C’est cette concurrence internationale entre les villes qui explique que la gentrification soit devenue un « projet politique global » selon M. Van Criekingen (2008). Dans un numéro récent de la revue Agone intitulé « Villes et résistances sociales », il étend à l’Europe l’analyse de N. Smith sur la gentrification généralisée appuyée par les pouvoirs publics. Il montre, en particulier, comment de pseudo-concepts scientifiques comme la « classe créative » ou le « développement durable » viennent légitimer les politiques de reconquête sociale des centres-villes. Ainsi, la notion de « classe créative »,

lancée par Richard Florida 18, a connu un vif succès en dépit de la faiblesse de ses fondements scientifiques. En affirmant, à partir de simples corrélations statistiques, que l’attraction par les villes d’un ensemble hétéroclite de professions liées à la création (allant des artistes aux analystes financiers) serait un moteur de la croissance économique régionale, elle justifie tous les efforts des municipalités pour appuyer la gentrification des centres-villes, dans l’habitat comme dans l’espace public. M. Van Criekingen développe en particulier l’exemple de Bruxelles – siège de nombreuses institutions de l’Union européenne – où la municipalité œuvre activement pour embellir le centre- ville et convertir les anciennes friches industrielles en logements haut de gamme, en s’appuyant sur l’argument de la ville compacte et du développement durable. Il montre que la Cour des Comptes de Belgique elle-même a mis en évidence les contradictions de cette politique et, en particulier, ses effets négatifs sur les classes populaires.
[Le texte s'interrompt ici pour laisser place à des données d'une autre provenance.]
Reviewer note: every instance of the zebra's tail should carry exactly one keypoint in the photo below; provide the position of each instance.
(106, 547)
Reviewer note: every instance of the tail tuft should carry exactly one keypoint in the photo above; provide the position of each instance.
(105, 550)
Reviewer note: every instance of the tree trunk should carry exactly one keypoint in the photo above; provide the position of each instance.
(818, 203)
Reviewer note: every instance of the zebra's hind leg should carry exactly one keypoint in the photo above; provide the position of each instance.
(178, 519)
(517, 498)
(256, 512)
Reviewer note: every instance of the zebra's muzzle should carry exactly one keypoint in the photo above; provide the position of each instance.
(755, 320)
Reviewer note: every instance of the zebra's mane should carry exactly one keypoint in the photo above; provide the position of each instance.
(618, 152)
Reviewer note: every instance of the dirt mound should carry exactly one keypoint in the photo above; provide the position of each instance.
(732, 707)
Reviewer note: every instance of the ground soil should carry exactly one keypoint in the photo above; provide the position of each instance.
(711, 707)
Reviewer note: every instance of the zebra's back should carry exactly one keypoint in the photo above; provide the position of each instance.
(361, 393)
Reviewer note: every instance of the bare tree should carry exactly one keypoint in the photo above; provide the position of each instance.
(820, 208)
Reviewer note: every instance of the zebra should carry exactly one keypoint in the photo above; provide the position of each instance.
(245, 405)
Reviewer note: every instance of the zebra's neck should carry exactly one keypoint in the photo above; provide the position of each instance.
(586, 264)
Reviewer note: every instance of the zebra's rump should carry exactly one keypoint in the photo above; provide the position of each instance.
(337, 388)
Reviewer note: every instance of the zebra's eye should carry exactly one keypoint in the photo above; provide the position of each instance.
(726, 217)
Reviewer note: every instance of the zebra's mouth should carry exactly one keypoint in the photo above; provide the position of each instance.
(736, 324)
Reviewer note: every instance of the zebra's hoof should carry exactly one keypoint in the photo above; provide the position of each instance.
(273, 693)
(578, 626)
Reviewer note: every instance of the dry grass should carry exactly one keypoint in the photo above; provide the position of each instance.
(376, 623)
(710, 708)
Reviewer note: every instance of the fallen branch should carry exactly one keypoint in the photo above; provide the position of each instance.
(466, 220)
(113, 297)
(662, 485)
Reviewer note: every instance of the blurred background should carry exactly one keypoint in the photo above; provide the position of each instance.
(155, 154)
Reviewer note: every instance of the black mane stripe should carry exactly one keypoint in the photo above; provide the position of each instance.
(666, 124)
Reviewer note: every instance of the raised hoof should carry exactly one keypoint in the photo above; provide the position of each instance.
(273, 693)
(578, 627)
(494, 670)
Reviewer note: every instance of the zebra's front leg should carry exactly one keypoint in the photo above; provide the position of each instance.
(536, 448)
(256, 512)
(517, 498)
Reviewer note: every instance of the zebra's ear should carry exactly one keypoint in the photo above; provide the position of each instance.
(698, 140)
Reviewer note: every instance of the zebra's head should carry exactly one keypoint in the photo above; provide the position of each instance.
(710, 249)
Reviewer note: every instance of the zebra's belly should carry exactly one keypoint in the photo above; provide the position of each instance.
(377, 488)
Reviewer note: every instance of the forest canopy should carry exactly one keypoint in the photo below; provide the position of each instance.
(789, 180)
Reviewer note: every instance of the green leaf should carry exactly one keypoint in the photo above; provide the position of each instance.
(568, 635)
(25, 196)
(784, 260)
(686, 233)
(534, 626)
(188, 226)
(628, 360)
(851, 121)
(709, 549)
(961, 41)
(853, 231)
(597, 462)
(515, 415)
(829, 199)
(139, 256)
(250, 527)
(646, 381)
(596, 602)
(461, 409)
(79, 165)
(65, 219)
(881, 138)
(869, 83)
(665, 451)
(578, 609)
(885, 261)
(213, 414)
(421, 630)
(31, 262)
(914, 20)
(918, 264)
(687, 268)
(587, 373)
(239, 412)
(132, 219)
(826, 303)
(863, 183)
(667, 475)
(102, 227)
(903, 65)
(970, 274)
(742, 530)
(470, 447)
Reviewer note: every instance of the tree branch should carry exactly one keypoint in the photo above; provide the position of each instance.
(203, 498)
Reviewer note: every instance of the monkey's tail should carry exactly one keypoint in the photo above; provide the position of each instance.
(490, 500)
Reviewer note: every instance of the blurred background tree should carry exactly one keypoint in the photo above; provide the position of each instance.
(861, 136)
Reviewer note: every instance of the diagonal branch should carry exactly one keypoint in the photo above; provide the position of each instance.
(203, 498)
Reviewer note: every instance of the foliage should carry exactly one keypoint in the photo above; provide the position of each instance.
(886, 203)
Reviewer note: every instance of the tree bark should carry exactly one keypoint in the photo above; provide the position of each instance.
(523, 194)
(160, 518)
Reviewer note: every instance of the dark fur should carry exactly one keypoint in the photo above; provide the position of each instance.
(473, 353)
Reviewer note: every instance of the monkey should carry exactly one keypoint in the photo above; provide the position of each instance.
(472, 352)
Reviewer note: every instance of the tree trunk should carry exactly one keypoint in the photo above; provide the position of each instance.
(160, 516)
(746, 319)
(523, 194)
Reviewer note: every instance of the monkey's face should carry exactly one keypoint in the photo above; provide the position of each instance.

N. Smith (2002) attribue cette généralisation de la gentrification aux transformations du système capitaliste mondial : cela s’inscrit dans le cadre de la transformation du rôle de l’État – de l’État social à l’État partenaire du marché et acteur direct dans le jeu de la concurrence mondiale –, dans le pouvoir accru de la finance internationale et dans la dispersion et l’affaiblissement de l’opposition. Alors qu’Henri Lefebvre considérait dans les années 1970 que l’urbanisation avait remplacé l’industrialisation dans son rôle de force motrice de l’expansion capitaliste, N. Smith écrit : « Le développement immobilier urbain – la gentrification au sens large – est devenu maintenant un moteur central de l’expansion économique de la ville, un secteur central de l’économie urbaine » (Smith, 2003, p. 70). Il est appuyé en particulier par la coopération active des acteurs publics locaux avec les promoteurs et investisseurs immobiliers privés (Van Criekingen, 2008).